Ton texte m’a aussi fait pensé à tous ces effets de mode. L’homme n’invente plus grand chose de nouveau, il tourne souvent en rond et refait du neuf avec du vieux…
Quelques exemples:
– Aujourd’hui on casse des murs pour faire des cuisines ouvertes. Dans 10 ou 20 ans on aura compris tous les inconvénients (odeurs, bruits,…) et on reconstruira ces murs.
– Toujours dans le thème des appartements, on ne jurait il y a 20 ou 30 ans que par la moquette. Aujourd’hui c’est parquet à gogo. Vous imaginez ce que ce sera dans 20 ans…
– Au bureau aussi on casse les murs pour favoriser les échanges entre collègues et les synergies (ou peut-être est-ce juste pour faire comme aux USA). On sait déjà que c’est une cata question bruit, concentration ou propagation des microbes. Sans parler des joies entre collègues (celui qui pue, celui qui parle trop fort, celui ouvre trop souvent la fenêtre,…). Là aussi, dans 20 ans on redécouvrira les avantages des petits bureaux!

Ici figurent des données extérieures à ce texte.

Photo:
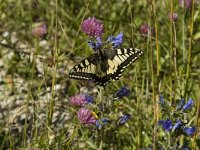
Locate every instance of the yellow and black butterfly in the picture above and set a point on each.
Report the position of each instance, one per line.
(105, 65)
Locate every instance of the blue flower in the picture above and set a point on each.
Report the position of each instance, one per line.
(118, 40)
(178, 124)
(167, 125)
(189, 130)
(162, 102)
(101, 122)
(188, 105)
(122, 92)
(123, 119)
(180, 105)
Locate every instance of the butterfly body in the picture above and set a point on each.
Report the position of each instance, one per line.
(105, 65)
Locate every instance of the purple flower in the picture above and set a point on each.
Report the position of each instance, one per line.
(173, 16)
(162, 102)
(167, 125)
(92, 27)
(178, 124)
(189, 130)
(39, 30)
(80, 99)
(96, 45)
(186, 3)
(85, 116)
(118, 40)
(180, 105)
(188, 105)
(123, 119)
(101, 122)
(122, 92)
(110, 38)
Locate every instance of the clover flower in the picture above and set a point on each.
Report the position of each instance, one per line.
(123, 119)
(173, 16)
(146, 30)
(80, 99)
(85, 116)
(39, 30)
(166, 124)
(122, 92)
(188, 105)
(101, 122)
(178, 124)
(180, 105)
(92, 27)
(189, 131)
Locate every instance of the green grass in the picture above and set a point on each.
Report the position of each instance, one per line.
(35, 114)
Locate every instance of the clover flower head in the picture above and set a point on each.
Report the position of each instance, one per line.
(122, 92)
(101, 122)
(92, 27)
(162, 101)
(146, 30)
(86, 117)
(97, 44)
(188, 105)
(173, 16)
(118, 40)
(123, 119)
(189, 131)
(80, 99)
(167, 125)
(39, 30)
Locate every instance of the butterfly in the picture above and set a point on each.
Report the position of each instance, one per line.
(105, 65)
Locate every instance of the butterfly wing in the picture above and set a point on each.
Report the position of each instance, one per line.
(119, 59)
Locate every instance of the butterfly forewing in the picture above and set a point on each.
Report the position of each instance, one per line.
(102, 69)
(85, 69)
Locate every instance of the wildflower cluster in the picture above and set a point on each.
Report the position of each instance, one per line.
(88, 117)
(175, 120)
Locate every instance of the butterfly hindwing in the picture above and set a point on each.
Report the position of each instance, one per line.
(86, 69)
(109, 65)
(122, 59)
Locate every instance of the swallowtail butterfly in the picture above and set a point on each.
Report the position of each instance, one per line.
(105, 65)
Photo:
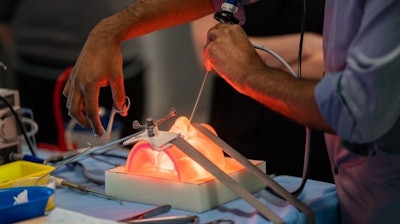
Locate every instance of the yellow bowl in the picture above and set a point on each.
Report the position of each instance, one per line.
(11, 172)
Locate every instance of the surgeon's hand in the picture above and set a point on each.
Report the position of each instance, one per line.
(99, 65)
(229, 52)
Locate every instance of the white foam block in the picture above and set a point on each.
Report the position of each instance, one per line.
(186, 196)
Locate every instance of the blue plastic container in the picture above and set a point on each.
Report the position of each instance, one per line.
(37, 201)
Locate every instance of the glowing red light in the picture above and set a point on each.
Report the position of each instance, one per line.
(172, 163)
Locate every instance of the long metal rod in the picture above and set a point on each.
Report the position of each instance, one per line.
(276, 187)
(226, 180)
(198, 97)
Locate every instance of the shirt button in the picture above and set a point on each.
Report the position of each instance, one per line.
(335, 170)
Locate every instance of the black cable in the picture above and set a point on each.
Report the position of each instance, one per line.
(307, 151)
(21, 126)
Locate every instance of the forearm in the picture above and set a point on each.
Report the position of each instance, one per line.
(145, 16)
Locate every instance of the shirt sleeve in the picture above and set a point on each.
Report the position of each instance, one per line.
(362, 101)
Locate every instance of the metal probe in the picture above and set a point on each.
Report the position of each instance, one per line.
(198, 97)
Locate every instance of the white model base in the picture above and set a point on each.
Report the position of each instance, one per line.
(180, 195)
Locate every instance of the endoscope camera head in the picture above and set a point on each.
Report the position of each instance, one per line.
(229, 8)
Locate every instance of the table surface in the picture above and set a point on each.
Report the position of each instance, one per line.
(319, 196)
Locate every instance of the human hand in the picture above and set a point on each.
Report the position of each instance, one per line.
(230, 53)
(99, 65)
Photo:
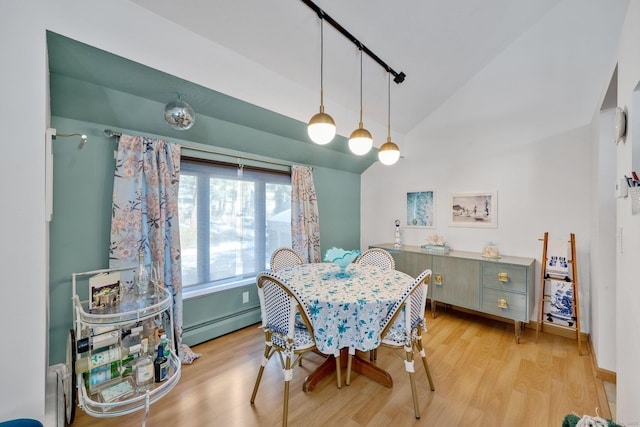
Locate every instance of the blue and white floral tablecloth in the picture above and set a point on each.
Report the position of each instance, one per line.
(346, 312)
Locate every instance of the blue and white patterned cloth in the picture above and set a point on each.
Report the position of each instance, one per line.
(346, 312)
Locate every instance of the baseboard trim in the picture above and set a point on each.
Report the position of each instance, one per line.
(603, 374)
(198, 334)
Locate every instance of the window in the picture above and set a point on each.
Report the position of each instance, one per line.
(231, 221)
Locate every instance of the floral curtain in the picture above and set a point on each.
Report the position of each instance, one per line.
(305, 225)
(145, 214)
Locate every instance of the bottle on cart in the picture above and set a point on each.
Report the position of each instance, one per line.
(144, 368)
(97, 342)
(141, 278)
(108, 372)
(165, 345)
(160, 365)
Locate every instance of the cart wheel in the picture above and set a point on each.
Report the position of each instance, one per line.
(70, 379)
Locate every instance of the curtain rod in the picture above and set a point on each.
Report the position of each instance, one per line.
(398, 77)
(113, 134)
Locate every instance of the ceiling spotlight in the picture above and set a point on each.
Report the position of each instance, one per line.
(389, 153)
(360, 141)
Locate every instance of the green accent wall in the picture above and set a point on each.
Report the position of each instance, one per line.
(79, 232)
(92, 90)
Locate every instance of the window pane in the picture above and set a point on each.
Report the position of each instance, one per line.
(232, 236)
(187, 209)
(278, 214)
(231, 232)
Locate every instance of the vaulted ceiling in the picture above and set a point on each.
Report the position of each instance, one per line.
(545, 61)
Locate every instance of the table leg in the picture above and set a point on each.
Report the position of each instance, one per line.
(358, 364)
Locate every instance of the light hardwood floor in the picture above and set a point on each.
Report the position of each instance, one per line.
(482, 378)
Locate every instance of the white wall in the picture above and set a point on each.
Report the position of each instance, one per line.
(628, 267)
(541, 186)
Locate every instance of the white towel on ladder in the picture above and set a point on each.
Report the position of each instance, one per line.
(557, 262)
(559, 308)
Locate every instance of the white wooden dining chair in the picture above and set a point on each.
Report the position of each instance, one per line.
(283, 258)
(377, 256)
(409, 336)
(279, 304)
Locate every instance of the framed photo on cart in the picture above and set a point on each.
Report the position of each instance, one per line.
(474, 210)
(421, 209)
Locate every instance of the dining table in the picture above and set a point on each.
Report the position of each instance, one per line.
(346, 310)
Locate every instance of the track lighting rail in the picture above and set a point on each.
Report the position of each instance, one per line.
(397, 77)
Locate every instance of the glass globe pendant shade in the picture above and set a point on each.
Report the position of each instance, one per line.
(179, 115)
(360, 141)
(321, 128)
(389, 153)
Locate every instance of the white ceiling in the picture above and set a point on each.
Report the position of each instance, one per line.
(494, 58)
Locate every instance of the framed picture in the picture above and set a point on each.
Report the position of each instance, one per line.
(421, 209)
(474, 210)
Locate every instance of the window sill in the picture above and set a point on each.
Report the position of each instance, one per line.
(207, 288)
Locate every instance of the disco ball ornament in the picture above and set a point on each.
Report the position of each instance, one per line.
(179, 114)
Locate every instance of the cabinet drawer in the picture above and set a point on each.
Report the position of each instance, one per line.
(504, 276)
(505, 304)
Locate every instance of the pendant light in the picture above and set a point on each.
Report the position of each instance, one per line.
(360, 141)
(321, 127)
(389, 153)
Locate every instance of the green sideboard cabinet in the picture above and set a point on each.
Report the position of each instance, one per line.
(503, 287)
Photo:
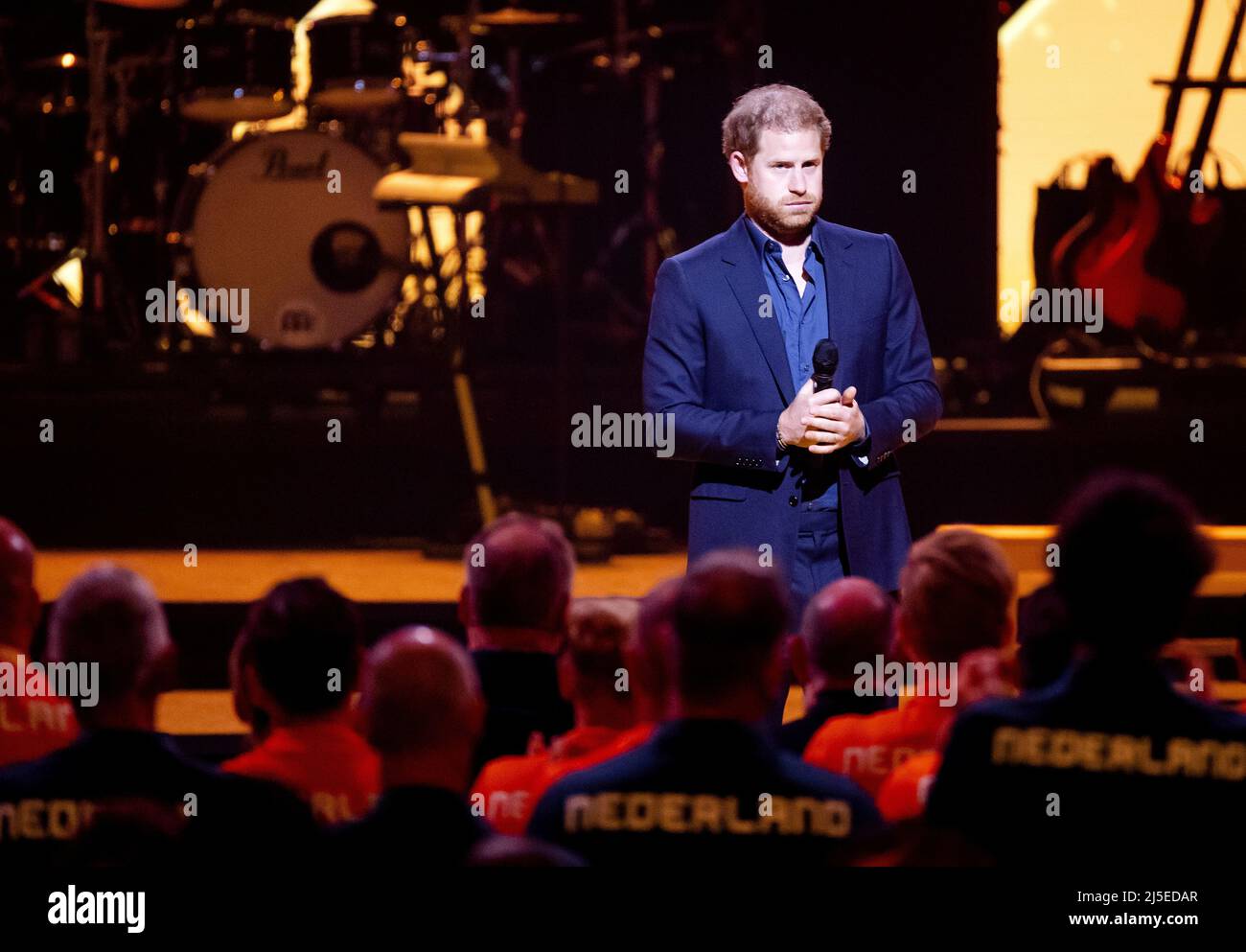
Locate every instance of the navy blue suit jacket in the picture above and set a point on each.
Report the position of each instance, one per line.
(719, 366)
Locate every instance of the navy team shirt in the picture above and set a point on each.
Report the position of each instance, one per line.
(706, 793)
(1142, 773)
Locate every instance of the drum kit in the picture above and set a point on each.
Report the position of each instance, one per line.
(210, 136)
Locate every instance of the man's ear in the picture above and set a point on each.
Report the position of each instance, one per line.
(254, 693)
(161, 673)
(739, 167)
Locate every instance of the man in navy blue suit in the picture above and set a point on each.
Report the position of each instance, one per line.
(806, 480)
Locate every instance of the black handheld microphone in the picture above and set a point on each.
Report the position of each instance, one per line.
(826, 359)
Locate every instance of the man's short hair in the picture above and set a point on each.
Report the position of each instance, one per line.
(838, 642)
(1130, 558)
(779, 107)
(956, 593)
(294, 637)
(727, 617)
(598, 630)
(523, 570)
(112, 617)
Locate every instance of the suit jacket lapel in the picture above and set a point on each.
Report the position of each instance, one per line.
(840, 299)
(744, 274)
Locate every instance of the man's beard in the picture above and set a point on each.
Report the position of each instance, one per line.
(777, 220)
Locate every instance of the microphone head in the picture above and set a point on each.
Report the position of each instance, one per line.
(826, 358)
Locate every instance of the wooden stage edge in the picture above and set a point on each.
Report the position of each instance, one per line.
(407, 576)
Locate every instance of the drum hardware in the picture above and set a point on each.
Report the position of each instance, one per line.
(464, 174)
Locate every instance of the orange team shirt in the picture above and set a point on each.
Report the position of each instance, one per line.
(868, 747)
(33, 727)
(512, 785)
(327, 763)
(902, 795)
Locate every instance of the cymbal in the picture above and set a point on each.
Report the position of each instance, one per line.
(62, 61)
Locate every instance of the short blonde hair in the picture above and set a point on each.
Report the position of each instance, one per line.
(956, 593)
(783, 108)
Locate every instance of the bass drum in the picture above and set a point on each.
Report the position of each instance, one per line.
(290, 217)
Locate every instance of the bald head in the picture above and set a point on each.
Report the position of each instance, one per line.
(519, 573)
(112, 617)
(845, 623)
(19, 601)
(420, 695)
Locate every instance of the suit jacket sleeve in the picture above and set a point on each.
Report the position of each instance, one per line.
(674, 371)
(910, 391)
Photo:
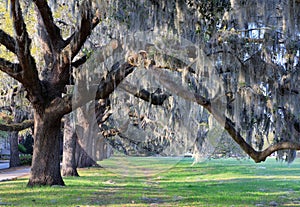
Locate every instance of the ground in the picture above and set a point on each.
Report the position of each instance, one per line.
(167, 182)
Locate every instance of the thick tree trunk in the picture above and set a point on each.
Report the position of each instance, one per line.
(14, 160)
(69, 149)
(45, 169)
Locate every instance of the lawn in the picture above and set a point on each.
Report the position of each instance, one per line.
(166, 182)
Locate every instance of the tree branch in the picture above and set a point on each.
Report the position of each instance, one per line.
(17, 126)
(229, 126)
(87, 24)
(30, 79)
(96, 92)
(155, 98)
(8, 41)
(53, 31)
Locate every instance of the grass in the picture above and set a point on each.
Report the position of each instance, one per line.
(166, 182)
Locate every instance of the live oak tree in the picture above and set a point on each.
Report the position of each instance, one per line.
(246, 65)
(45, 83)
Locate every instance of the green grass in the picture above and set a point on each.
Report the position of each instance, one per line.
(166, 182)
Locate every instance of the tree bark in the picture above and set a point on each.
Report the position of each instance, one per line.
(45, 169)
(14, 160)
(69, 148)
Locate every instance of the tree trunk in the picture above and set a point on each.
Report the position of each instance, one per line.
(69, 148)
(14, 160)
(82, 157)
(45, 169)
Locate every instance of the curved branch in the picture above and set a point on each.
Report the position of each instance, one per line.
(17, 126)
(87, 24)
(155, 98)
(29, 79)
(102, 91)
(8, 41)
(53, 31)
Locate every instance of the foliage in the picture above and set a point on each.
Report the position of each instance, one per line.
(224, 182)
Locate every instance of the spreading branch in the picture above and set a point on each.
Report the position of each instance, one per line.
(16, 126)
(94, 92)
(155, 98)
(87, 24)
(229, 126)
(53, 31)
(30, 79)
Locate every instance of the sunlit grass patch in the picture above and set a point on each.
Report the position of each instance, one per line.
(224, 182)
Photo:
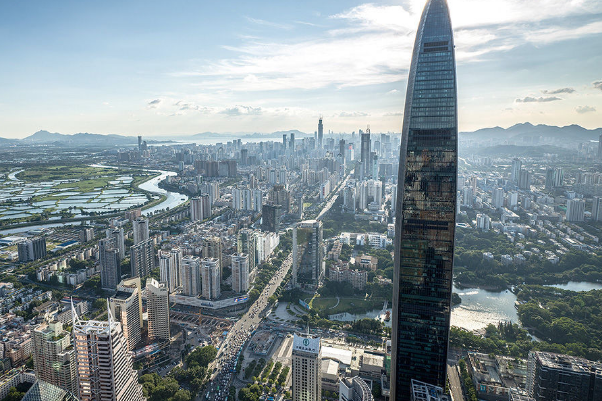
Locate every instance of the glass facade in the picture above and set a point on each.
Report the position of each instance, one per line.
(426, 209)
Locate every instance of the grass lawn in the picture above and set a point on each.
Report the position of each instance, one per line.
(85, 185)
(351, 305)
(50, 173)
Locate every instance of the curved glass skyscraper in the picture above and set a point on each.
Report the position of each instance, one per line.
(426, 208)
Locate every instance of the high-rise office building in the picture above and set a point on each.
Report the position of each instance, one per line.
(212, 248)
(279, 195)
(32, 249)
(54, 357)
(247, 244)
(554, 178)
(426, 209)
(354, 389)
(366, 153)
(141, 230)
(563, 377)
(196, 209)
(157, 306)
(190, 274)
(427, 392)
(86, 234)
(306, 372)
(575, 210)
(104, 365)
(497, 198)
(320, 133)
(308, 254)
(240, 272)
(119, 236)
(517, 166)
(270, 217)
(524, 180)
(597, 208)
(210, 276)
(126, 309)
(142, 258)
(169, 267)
(110, 263)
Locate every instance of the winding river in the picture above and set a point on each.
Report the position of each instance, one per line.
(173, 199)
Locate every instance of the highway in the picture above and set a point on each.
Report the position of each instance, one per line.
(334, 198)
(227, 356)
(223, 367)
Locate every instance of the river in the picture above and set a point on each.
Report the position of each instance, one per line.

Là on est vraiment en plein dans la Rat Race, à grande échelle!
Ton texte me fait penser aux fourmis chez lesquelles on trouve :
– un tiers de travailleuses efficaces
– un tiers qui ne fait rien du tout
– un tiers qui détruit plus qu’elles n’apportent à la fourmilière
Donc, au bout d’un moment les fourmis efficaces finissent par penser que le mieux c’est de ne rien faire…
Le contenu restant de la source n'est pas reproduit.